Everything looks good so it's time to add and commit our new employees table. This is just like adding and committing a new file in Git. Tables start off untracked so you must explicitly add them, just like new files in Git.

$ dolt add employees
$ dolt status
On branch main
Changes to be committed:
  (use "dolt reset <table>..." to unstage)
	new table:      employees
$ dolt commit -m "Added new employees table containing the founders of DoltHub"
commit aq86v87h1g05i5cdht6v6tptp70eibms (HEAD -> main) 
Author: timsehn <tim@dolthub.com>
Date:  Thu Jan 19 14:56:13 -0800 2023

        Added new employees table containing the founders of DoltHub

$ dolt status
On branch main
nothing to commit, working tree clean
$ dolt log
commit aq86v87h1g05i5cdht6v6tptp70eibms (HEAD -> main) 
Author: timsehn <tim@dolthub.com>
Date:  Thu Jan 19 14:56:13 -0800 2023

        Added new employees table containing the founders of DoltHub

commit f06jtfp6fqaak6dkm0olmv175atkbhl3 
Author: timsehn <tim@dolthub.com>
Date:  Wed Jan 18 17:02:38 -0800 2023

        Initialize data repository

And inspecting the log it looks like we're good! As you can see, Dolt takes "Git for Data" very literally.

Examine a diff

Now, I want to add an employee and change my name from "Tim" to "Timothy", you know, to be professional. I'm going to do that through the command line SQL interface and show you the diff.

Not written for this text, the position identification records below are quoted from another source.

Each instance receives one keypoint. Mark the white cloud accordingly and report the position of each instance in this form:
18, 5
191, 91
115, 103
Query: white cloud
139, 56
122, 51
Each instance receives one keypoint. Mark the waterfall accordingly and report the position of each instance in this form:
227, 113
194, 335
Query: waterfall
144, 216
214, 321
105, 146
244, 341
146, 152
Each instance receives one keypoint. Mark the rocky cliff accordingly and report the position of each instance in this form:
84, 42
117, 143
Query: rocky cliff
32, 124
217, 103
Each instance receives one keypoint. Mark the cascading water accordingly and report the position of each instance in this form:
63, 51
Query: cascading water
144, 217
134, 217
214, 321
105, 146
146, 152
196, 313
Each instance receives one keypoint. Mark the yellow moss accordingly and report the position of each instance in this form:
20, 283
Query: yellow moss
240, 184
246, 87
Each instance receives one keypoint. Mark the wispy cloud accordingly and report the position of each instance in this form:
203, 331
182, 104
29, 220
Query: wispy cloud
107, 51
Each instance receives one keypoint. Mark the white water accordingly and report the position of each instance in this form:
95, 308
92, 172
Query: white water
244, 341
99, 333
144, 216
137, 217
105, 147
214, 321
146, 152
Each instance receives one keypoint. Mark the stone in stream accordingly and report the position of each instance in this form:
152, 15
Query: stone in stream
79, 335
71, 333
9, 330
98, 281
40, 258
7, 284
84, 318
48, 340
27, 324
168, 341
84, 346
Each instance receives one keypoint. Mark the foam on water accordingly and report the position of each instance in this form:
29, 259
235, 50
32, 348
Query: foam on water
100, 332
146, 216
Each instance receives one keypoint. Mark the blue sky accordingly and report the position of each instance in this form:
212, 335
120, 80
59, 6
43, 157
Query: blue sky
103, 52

$ dolt sql -q "insert into employees values (3, 'Daylon', 'Wilkins')"
Query OK, 1 row affected (0.00 sec)
$ dolt sql -q "update employees set first_name='Timothy' where last_name like 'S%'" 
Query OK, 2 rows affected (0.00 sec)
Rows matched: 2  Changed: 2  Warnings: 0
$ dolt diff
diff --dolt a/employees b/employees
--- a/employees @ m3qr6lhb8ad6fc5puvsaiv5ladajfi9r
+++ b/employees @ uvrbmnv52n2m25gpmom92qf4723bn9og
+---+----+------------+-----------+
|   | id | first_name | last_name |
+---+----+------------+-----------+
| < | 0  | Tim        | Sehn      |
| > | 0  | Timothy    | Sehn      |
| < | 2  | Aaron      | Son       |
| > | 2  | Timothy    | Son       |
| + | 3  | Daylon     | Wilkins   |
+---+----+------------+-----------+

That's not right! Diffs in Dolt are a powerful way to ensure you changed exactly what you thought you've changed, ensuring data quality.

Oh no! I made a mistake.

Just like with Git, In Dolt I can roll back a number of ways. I can checkout the table or reset --hard. Let's checkout the table.

$ dolt checkout employees
$ dolt diff 
$ dolt sql -q "select * from employees"
+----+------------+-----------+
| id | first_name | last_name |
+----+------------+-----------+
| 0  | Tim        | Sehn      |
| 1  | Brian      | Hendriks  |
| 2  | Aaron      | Son       |
+----+------------+-----------+

Now, I'll re-run the correct queries and check the diff tyo make sure I did it right this time.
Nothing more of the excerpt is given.